BOSTON – Three Canadian nationals and one former California attorney, who is believed to be residing in Mexico, have been charged in connection with a long-running international securities fraud scheme in which they allegedly sold millions of shares in multiple microcap—or “penny”—stock companies during pump-and-dump schemes, generating at least tens of millions of dollars in illicit proceeds.
Frederick Sharp, 69, of British Columbia; Luis Carrillo, 47, previously of California; Mike Veldhuis, 41, of British Columbia; and Courtney Kelln, 41, of British Columbia, were each charged in a criminal complaint with one count of conspiracy to commit securities fraud and one count of securities fraud.
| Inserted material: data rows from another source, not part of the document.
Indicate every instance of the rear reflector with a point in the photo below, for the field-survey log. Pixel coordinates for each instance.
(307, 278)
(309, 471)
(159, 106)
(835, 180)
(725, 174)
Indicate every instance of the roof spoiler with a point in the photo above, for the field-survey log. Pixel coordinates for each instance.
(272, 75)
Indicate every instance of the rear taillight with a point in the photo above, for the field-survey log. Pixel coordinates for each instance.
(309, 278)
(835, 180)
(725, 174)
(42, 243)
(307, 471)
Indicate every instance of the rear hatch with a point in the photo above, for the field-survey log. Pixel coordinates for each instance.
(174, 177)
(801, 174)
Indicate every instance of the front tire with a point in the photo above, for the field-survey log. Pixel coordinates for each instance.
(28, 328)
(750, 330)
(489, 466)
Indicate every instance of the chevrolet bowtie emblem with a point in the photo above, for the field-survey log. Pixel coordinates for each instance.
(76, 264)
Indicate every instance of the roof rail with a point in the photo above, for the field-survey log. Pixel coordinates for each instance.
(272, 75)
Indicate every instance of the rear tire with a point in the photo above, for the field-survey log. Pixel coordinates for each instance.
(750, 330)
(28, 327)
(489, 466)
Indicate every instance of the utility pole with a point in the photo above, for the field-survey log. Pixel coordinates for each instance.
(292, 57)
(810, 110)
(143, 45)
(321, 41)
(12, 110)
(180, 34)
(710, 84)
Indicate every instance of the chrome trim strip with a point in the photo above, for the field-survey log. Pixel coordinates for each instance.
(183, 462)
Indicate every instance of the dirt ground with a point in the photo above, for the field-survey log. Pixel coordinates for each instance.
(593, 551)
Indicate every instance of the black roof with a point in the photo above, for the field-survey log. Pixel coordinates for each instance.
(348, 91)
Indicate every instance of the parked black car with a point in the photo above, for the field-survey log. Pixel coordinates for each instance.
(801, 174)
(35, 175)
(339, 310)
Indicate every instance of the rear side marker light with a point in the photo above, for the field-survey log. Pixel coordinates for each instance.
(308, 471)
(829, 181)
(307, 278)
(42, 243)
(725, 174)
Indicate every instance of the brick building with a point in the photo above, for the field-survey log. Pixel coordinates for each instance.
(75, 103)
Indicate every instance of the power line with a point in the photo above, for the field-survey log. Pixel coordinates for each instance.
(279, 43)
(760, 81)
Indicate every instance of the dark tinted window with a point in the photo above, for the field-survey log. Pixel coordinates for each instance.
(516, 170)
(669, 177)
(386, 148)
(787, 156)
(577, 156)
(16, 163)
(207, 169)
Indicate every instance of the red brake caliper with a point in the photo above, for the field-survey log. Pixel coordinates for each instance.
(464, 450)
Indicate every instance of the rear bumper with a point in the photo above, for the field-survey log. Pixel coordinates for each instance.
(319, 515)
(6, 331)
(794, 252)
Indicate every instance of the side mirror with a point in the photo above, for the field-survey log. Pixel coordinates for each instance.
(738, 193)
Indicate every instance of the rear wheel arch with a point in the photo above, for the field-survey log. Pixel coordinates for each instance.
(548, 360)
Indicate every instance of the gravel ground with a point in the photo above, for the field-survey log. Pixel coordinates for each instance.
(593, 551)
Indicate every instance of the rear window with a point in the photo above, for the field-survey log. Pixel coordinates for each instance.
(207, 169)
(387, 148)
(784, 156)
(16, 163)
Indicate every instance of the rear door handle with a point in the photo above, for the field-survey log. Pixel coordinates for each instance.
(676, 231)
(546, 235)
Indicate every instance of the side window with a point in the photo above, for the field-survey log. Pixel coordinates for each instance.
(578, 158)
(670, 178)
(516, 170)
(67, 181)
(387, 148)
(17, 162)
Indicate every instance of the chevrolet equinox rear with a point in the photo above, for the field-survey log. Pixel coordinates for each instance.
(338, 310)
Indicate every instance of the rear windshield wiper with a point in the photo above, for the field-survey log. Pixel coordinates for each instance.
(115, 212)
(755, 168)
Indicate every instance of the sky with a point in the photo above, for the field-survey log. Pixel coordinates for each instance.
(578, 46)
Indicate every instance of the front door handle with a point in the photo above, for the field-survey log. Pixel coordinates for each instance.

“My office uses securities laws and regulations to preserve market integrity, in other words: to protect investors from getting ripped off by crooks,” said Acting United States Attorney Nathaniel R. Mendell. “Investigating and prosecuting people who illegally manipulate our markets protects all investors, particularly when the illegal activity is sophisticated and done on a large scale.”
“Fred Sharp and his co-conspirators are accused of executing a sophisticated, global con that allegedly bilked unsuspecting investors out of tens of millions of dollars. Investor confidence is essential to keeping our financial markets afloat and actions like the ones these individuals are charged with today chip away at the faith investors place in the process,” said Joseph R. Bonavolonta, Special Agent in Charge of the Federal Bureau of Investigation, Boston Division. “The FBI and our partners take securities fraud very seriously and we will do everything we can to hold accountable those who steal from American investors. We urge the public to use caution when researching investment opportunities and to contact us immediately if they become a victim of financial fraud.”
According to the charging documents, a pump-and-dump typically involves an effort to artificially inflate the stock price or trading volume of a publicly traded company (the “pump”) so that individuals who control a substantial portion of the company’s float can sell their shares at artificially high prices, or in a more liquid market, to other investors (the “dump”).
The defendants allegedly engaged in a lucrative securities fraud scheme dating back to no later than 2014 involving the use of a sophisticated platform provided by Sharp to conceal Carrillo’s and Veldhuis’s respective control of millions of shares of multiple microcap companies. Carrillo and Veldhuis allegedly used Sharp’s platform to hide their large penny stock holdings in nominee entities in tranches of less than five percent of the issuers’ total outstanding shares in order to evade certain securities disclosure requirements and brokers’ compliance protocols. Kelln, who worked for Sharp, allegedly facilitated the breakdown and transfer of Carrillo’s and Veldhuis’s shares to Sharp’s nominee entities in blocks of less than five percent, as well as the shares’ subsequent deposit with a Swiss asset management firm to facilitate their sale to unsuspecting investors. It is alleged that those sales were directed by Carrillo and Veldhuis, respectively, and were timed alongside multifaceted promotional campaigns, to include “boiler rooms” involving cold calls to unsuspecting U.S. investors in Massachusetts, and elsewhere, touting the stocks and soliciting purchases.
It is further alleged that, to conceal their scheme, the defendants used codenames to refer to one another, as well as various encrypted communications platforms. One of those platforms was a closed communication network on dedicated BlackBerry devices provided by Sharp that the defendants referred to as “xphones.” Sharp also allegedly maintained an offshore accounting system that the defendants referred to as “Q” that was used to track the scheme’s stock sales and the remittance of illicit proceeds.
Sharp’s Q accounting system tracked over $140 million in stock sales through a Swiss asset management firm between 2014 and 2018, involving over 70 issuers. The charging documents specifically identify four such issuers whose shares were sold during pump-and-dumps as part of the scheme:
The charge of conspiracy to commit securities fraud provides for a sentence of up to five years in prison, three years of supervised release and a fine of $250,000, or twice the gross gain or loss, whichever is greater. The charge of securities fraud provides for a sentence of up to 20 years in prison, three years of supervised release and a fine of $5 million. Sentences are imposed by a federal district court judge based upon the U.S. Sentencing Guidelines and other statutory factors.
Acting U.S. Attorney Mendell and FBI Boston SAC Bonavolonta made the announcement today. The Boston regional office of the U.S. Securities and Exchange Commission provided assistance with the investigation. Assistant U.S. Attorney James R. Drabick of Mendell’s Securities, Financial & Cyber Fraud Unit is prosecuting the case.
The details contained in the charging documents are allegations. The defendants are presumed innocent unless and until proven guilty beyond a reasonable doubt in a court of law.